As a result, the remaining lifetimes from the model don’t resemble the remaining lifetimes from the data.

plot_percentiles(rem_seq, color='C2', label="Actual data")
series.plot(color="C4", ls=":", label="Gaussian model")

gray_box(125)
decorate(
    xlabel="Time since diagnosis (months)",
    ylabel="Average remaining time",
    title="Average remaining time compared to Gaussian model",
    loc="upper right",
)

_images/16e98206aa29ce37968b4c3e5fd15535b256ccc060e219843df09534334249ba.png

With the Gaussian model, the average remaining survival time starts around 20 months, drops quickly at first, and levels off around 5 months. So it behaves nothing like the actual averages.

On the other hand, if your mental model of the distribution is lognormal, you would get it about right.

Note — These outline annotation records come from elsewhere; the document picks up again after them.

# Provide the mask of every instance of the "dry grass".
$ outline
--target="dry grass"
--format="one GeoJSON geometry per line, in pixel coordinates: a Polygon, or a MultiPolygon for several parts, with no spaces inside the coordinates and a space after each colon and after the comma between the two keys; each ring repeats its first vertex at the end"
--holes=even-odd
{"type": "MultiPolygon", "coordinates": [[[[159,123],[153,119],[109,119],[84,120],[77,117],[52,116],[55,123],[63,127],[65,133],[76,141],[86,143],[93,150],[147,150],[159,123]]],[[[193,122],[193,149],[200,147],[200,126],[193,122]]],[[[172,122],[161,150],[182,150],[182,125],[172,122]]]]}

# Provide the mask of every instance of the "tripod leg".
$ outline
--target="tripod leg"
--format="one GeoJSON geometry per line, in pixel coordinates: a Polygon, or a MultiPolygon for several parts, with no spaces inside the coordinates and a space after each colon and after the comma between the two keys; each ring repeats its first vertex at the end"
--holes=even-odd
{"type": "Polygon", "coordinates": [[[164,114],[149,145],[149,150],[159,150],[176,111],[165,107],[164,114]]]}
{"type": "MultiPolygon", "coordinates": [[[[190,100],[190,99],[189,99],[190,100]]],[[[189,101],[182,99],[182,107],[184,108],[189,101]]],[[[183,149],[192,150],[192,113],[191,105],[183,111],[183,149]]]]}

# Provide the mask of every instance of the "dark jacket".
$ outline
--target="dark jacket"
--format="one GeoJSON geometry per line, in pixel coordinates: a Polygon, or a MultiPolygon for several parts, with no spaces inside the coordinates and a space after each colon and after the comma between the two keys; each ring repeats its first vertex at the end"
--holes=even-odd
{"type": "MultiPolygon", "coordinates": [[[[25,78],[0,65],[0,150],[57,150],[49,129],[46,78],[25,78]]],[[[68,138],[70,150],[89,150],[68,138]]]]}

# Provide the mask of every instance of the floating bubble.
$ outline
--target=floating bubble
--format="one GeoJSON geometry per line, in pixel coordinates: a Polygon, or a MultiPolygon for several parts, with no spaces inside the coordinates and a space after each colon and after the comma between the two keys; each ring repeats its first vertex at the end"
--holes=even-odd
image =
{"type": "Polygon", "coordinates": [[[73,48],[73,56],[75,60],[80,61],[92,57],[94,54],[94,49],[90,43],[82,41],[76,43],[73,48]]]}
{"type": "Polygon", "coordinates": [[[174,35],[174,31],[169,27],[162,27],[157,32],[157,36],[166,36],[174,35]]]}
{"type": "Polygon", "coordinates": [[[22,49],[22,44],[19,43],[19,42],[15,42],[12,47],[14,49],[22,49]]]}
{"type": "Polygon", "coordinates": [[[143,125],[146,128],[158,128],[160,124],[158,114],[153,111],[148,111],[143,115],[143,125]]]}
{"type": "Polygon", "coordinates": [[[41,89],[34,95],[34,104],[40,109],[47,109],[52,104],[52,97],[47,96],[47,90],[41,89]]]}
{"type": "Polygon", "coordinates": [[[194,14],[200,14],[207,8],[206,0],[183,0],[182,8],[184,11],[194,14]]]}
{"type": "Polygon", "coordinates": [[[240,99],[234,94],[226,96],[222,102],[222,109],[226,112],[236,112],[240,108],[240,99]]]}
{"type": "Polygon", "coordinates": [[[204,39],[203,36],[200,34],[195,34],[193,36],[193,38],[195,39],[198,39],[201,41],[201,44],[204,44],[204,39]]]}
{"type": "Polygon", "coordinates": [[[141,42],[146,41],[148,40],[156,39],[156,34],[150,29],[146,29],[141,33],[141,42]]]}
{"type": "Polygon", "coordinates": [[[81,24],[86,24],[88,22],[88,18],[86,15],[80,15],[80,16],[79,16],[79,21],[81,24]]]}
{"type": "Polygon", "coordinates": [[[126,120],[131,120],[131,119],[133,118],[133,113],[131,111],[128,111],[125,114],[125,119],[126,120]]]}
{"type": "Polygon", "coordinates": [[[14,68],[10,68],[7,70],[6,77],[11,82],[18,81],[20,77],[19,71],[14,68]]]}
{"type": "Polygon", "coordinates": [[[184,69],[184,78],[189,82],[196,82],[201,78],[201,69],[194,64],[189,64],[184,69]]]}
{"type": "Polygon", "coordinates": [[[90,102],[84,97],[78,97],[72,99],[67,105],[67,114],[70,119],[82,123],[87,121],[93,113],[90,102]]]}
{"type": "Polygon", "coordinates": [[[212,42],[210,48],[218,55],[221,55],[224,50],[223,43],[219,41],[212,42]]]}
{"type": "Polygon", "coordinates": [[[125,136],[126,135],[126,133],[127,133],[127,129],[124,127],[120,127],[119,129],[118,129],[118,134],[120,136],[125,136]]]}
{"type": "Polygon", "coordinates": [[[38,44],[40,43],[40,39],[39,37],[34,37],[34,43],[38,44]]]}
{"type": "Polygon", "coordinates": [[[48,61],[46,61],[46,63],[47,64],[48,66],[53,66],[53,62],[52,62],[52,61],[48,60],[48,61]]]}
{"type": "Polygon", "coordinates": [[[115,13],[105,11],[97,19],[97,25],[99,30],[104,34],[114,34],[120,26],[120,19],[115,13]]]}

To demonstrate, I chose a lognormal distribution that fits the actual distribution of survival times and used it to compute average remaining lifetimes.

Here’s the function that fits the distribution.

from scipy.optimize import least_squares


def fit_lognormal(surv, xs=None):
    """Fit a lognormal distribution to a survival function.
    
    surv: Surv object
    xs: places to evaluate the survival function
    
    returns: Surv
    """
    def error_func(params):
        mu, sigma = params
        # just fit over the range from 0 to 120 months
        xs = np.logspace(0, np.log10(120))

        ps = norm.sf(np.log(xs), mu, sigma)
        error = ps - surv_km(xs)
        return error

    pmf = surv.make_pmf()
    pmf.normalize()
    params = pmf.mean(), pmf.std()
    res = least_squares(error_func, x0=params, xtol=1e-3)
    assert res.success
    mu, sigma = res.x

    xs = surv.index if xs is None else xs
    ps = norm.sf(np.log(xs), mu, sigma)
    return Surv(ps, xs)

surv_lognormal = fit_lognormal(surv_km)
pmf_lognormal = surv_lognormal.make_pmf()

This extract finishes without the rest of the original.